La consigliera Marchetti, nonché presidente della V Commissione in Regione è poi entrata nello specifico sugli interventi a favore di scuola, cultura e politiche educative: “Per la scuola abbiamo confermato l’impegno per il diritto allo studio, per le borse di studio e per i percorsi di alta formazione post-universitaria. 5.5 milioni di euro nel triennio per edilizia scolastica e scuole di musica. Il finanziamento più importante, è relativo all’Azienda regionale per il diritto agli studi superiori ER.GO pari a 60 milioni di euro nel triennio. Importante l’investimento di 1,5 milioni di euro l’anno per un triennio destinati a realizzare un campus post – universitario per attrarre talenti”. Sulle politiche educative si consolida il sistema di educazione e istruzione 0-6 anni: “Per garantite la migliore crescita dei bambini e supportare la conciliazione dei tempi di lavoro-cura e sostenere la presenza delle donne nel mondo del lavoro. Circa 25 milioni per dare continuità ai servizi”. Sono state confermate le risorse nell’ambito delle politiche culturali: “Il settore cinematografico e audiovisivo potrà infatti beneficiare di oltre 9,3 milioni di euro e il settore musicale di 6,3 milioni, per valorizzare le produzioni e i progetti dei nostri territori. Per lo spettacolo sono state stanziate risorse nel triennio pari a 35.550.000 di euro, in cui rientra anche il teatro e la danza. Si conferma il grande impegno a sostegno della legge della Memoria del Novecento e per potenziare il patrimonio culturale emiliano-romagnolo. 750.000 euro saranno dedicati alla legge regionale a sostegno dell’editoria.

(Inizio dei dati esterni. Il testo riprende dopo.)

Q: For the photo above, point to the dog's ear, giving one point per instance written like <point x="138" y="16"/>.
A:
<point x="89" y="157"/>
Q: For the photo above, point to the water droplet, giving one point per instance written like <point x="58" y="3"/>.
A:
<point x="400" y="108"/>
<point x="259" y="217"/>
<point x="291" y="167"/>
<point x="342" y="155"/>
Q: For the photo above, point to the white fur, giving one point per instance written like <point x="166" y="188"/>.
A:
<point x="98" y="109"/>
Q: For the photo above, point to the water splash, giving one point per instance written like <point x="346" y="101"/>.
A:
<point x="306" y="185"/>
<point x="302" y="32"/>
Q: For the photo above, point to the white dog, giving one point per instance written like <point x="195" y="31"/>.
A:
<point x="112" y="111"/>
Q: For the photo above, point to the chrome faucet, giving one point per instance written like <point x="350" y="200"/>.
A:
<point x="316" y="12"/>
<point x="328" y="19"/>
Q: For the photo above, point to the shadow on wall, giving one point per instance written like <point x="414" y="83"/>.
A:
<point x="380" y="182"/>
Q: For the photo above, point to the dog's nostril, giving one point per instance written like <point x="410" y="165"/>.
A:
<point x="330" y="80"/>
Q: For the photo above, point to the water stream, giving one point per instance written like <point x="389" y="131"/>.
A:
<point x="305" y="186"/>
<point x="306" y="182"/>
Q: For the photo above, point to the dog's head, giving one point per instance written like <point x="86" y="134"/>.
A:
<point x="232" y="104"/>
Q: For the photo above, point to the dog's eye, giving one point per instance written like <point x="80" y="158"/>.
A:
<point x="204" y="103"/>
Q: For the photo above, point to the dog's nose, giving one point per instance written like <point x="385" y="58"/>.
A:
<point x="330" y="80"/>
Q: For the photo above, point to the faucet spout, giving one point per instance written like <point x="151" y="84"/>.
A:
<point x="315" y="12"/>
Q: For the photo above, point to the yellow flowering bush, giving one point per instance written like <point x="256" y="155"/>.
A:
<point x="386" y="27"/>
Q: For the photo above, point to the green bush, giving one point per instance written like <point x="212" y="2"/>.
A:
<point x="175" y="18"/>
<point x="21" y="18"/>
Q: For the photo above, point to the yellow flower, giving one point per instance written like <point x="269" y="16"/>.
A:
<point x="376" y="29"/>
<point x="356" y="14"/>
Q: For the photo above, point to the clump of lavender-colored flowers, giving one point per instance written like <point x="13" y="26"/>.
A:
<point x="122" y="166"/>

Al centro dell’azione regionale si confermano anche le politiche giovanili con il bando triennale 2022-2024, che per il 2022 vedrà 1.2 milioni per valorizzare il protagonismo giovanile. Oltre a 480.000 euro per qualificare gli spazi di aggregazione giovanile”. Significativo il lavoro svolto dai gruppi assembleari, in particolare la condivisione di tutte le forze politiche, a seguito della seduta straordinaria dedicata al contrasto alla violenza di genere, di integrare con un milione di euro il Reddito di Libertà istituito a livello nazionale e di destinare un ulteriore milione di euro al sistema delle case rifugio per le vittime di violenza.

Inoltre, la dem ha voluto sottolineare alcuni importanti emendamenti a firma del gruppo PD collegati al bilancio a favore del settore sportivo, delle persone con disabilità e a favore delle pazienti oncologiche o colpite da alopecia. “Sono molto soddisfatta del lavoro svolto insieme ai colleghi del Partito Democratico per essere riusciti ad inserire all’interno del bilancio regionale misure concrete a sostegno delle fragilità. Grazie ad alcuni emendamenti alla manovra di bilancio infatti garantiremo 400.000 euro per i voucher sport per le spese di iscrizione alle attività sportive e scongiurare l’abbandono della pratica motoria di bambini e ragazzi dai 6 ai 16 anni e dei giovani con disabilità fino ai 26 anni. Altri 380.000 euro per l’Unione Italiana Ciechi e Ipovedenti al fine di promuovere, tutelare e sostenere i diritti delle persone con disabilità visiva e pluridisabilità e per sostenere e ampliare i servizi per queste persone, oltre che a garantirgli corsi di autonomia personale tramite l’informatica e le nuove tecnologie. Infine, un emendamento al quale tengo particolarmente e di cui sono la prima firmataria riguarda risorse aggiuntive di 220.000 euro a favore di donne e bambini pazienti oncologici e persone colpite da alopecia areata per contribuire all’acquisto delle parrucche- veri e propri presidi che contribuiscono al benessere della persona. Risorse aggiuntive quindi, che si sommano al fondo di 400.000 mila euro l’anno già previsto”.